Re: [PATCH v3] sched: Consolidate cpufreq updates
From: Qais Yousef
Date: Wed May 15 2024 - 06:41:54 EST
On 05/15/24 12:00, Dietmar Eggemann wrote:
> On 14/05/2024 00:09, Qais Yousef wrote:
> > On 05/13/24 14:43, Dietmar Eggemann wrote:
> >> On 12/05/2024 21:00, Qais Yousef wrote:
> >>
> >> [...]
> >>
> >>> @@ -4682,7 +4659,7 @@ static void attach_entity_load_avg(struct cfs_rq *cfs_rq, struct sched_entity *s
> >>>
> >>> add_tg_cfs_propagate(cfs_rq, se->avg.load_sum);
> >>>
> >>> - cfs_rq_util_change(cfs_rq, 0);
> >>> + cpufreq_update_util(rq_of(cfs_rq), 0);
> >>
> >> Isn't this slighlty different now?
> >>
> >> before:
> >>
> >> if (&rq->cfs == cfs_rq) {
> >> cpufreq_update_util(rq, ....)
> >> }
> >>
> >> now:
> >>
> >> cpufreq_update_util(rq_of(cfs_rq), ...)
> >>
> >> You should get way more updates from attach/detach now.
> >
> > Yes, well spotted!
> >
> > Looking at the path more closely, I can see this is called from
> > enqueue_task_fair() path when a task migrates to new CPU. And when
> > attach_task_cfs_rq() which is called when we switch_to_fair(), which I already
> > cover in the policy change for the RUNNING task, or when
> > task_change_group_fair() which what I originally understood Vincent was
> > referring to.
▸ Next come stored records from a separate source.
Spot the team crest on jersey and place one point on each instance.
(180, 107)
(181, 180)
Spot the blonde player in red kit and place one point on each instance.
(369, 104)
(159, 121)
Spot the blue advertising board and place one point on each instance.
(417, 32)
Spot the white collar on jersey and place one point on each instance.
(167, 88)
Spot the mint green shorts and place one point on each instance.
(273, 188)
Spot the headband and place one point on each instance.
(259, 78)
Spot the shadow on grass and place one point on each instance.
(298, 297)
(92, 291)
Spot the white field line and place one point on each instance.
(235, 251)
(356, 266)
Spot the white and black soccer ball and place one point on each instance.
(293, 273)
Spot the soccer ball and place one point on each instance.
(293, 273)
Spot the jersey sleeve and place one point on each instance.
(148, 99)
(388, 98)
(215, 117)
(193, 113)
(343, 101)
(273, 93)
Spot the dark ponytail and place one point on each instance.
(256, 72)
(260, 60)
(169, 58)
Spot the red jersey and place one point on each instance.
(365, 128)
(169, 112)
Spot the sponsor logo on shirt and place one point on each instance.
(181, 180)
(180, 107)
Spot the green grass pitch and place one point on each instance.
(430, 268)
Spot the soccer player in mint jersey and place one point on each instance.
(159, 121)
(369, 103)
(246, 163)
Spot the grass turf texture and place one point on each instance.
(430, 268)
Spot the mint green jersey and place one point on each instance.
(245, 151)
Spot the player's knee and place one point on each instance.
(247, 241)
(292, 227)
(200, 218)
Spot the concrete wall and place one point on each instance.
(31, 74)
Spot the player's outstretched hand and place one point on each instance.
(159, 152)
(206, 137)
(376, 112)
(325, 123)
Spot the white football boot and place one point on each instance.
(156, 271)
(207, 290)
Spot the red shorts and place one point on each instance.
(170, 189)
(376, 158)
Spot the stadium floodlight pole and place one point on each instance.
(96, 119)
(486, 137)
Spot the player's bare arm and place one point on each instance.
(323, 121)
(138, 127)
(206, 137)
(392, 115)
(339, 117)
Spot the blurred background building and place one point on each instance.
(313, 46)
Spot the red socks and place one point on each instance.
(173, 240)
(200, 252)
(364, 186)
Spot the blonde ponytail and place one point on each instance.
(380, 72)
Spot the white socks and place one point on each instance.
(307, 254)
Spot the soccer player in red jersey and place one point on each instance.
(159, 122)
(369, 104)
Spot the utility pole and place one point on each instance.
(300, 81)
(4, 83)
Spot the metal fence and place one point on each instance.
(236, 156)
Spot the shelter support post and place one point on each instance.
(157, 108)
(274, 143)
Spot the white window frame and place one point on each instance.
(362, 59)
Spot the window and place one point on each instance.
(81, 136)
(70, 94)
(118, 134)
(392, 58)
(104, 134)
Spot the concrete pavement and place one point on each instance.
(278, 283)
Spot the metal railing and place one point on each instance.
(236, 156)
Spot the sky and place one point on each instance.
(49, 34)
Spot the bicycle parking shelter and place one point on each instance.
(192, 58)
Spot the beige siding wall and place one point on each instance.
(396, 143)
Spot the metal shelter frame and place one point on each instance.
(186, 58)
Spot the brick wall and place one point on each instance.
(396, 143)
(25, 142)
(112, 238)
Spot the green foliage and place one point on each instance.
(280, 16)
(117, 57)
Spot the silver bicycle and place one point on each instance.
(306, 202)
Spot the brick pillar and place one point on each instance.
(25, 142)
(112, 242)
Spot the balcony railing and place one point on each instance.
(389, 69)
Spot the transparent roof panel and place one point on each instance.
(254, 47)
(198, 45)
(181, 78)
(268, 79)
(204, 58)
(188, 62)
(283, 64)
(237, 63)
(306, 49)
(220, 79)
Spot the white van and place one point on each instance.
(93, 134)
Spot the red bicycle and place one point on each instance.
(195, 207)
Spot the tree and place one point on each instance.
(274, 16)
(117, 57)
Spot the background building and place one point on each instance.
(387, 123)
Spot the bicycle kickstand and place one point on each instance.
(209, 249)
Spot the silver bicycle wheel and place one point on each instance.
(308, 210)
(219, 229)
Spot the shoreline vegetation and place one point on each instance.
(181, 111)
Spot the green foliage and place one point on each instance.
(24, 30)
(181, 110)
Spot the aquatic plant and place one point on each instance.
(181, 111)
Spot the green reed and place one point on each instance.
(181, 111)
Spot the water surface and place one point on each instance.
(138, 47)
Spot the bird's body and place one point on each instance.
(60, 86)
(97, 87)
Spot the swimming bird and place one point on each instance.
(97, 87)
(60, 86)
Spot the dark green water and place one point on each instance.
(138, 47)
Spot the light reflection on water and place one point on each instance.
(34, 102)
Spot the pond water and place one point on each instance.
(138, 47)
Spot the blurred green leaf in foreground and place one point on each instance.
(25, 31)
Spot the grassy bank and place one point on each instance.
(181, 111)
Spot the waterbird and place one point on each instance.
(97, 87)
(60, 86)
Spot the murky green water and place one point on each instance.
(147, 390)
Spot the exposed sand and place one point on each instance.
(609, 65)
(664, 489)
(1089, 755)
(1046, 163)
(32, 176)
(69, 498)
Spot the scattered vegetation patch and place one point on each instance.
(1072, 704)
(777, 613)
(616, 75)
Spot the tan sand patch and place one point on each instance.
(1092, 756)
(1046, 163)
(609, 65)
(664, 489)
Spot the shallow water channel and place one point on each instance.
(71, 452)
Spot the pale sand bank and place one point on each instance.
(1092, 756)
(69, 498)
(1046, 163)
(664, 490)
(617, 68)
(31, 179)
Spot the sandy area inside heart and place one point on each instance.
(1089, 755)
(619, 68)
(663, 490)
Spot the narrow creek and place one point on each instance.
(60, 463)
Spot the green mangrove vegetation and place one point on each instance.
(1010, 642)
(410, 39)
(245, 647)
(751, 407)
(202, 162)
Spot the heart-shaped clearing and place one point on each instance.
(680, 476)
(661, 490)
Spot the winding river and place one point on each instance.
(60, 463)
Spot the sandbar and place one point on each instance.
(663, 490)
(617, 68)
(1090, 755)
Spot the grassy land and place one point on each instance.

I moved the update to this function after the detach/attach
> > operations with better guards to avoid unnecessary update.
>
> Yeah, all !root cfs_rq attach or detach wouldn't change anything since
> the util_avg wouldn't have propagated to the root cfs_rq yet. So
> sugov_get_util() wouldn't see a difference.
>
> Yes, enqueue_entity() sets DO_ATTACH unconditionally.
>
> And dequeue_entity() sets DO_DETACH for a migrating (!wakeup migrating)
> task.
>
> For a wakeup migrating task we have remove_entity_load_avg() but this
> can't remove util_avg from the cfs_rq. This is deferred to
> update_cfs_rq_load_avg() in update_load_avg() or __update_blocked_fair().
>
> And switched_{to,from}_fair() (check_class_changed()) and
> task_change_group_fair() are the other 2 users of
> {attach,detach}_entity_load_avg(). (plus online_fair_sched_group() for
> attach).
>
> > I understood this will lead to big change and better apply immediately vs
> > wait for the next context switch. But I'll ask the question again, can we drop
> > this and defer to context switch?
>
> Hard to say really, probably we can. All benchmarks with score numbers
> will create plenty of context switches so you wont see a diff. And for
> more lighter testcases you would have to study the differences in trace
> files and reason about the implications of potentially kick CPUfreq a
> little bit later.
I lean to drop this and let the CPU state considered to be 'settled' on next
context switch.
But I'll wait to hear more opinions before I post a new version.
Thanks!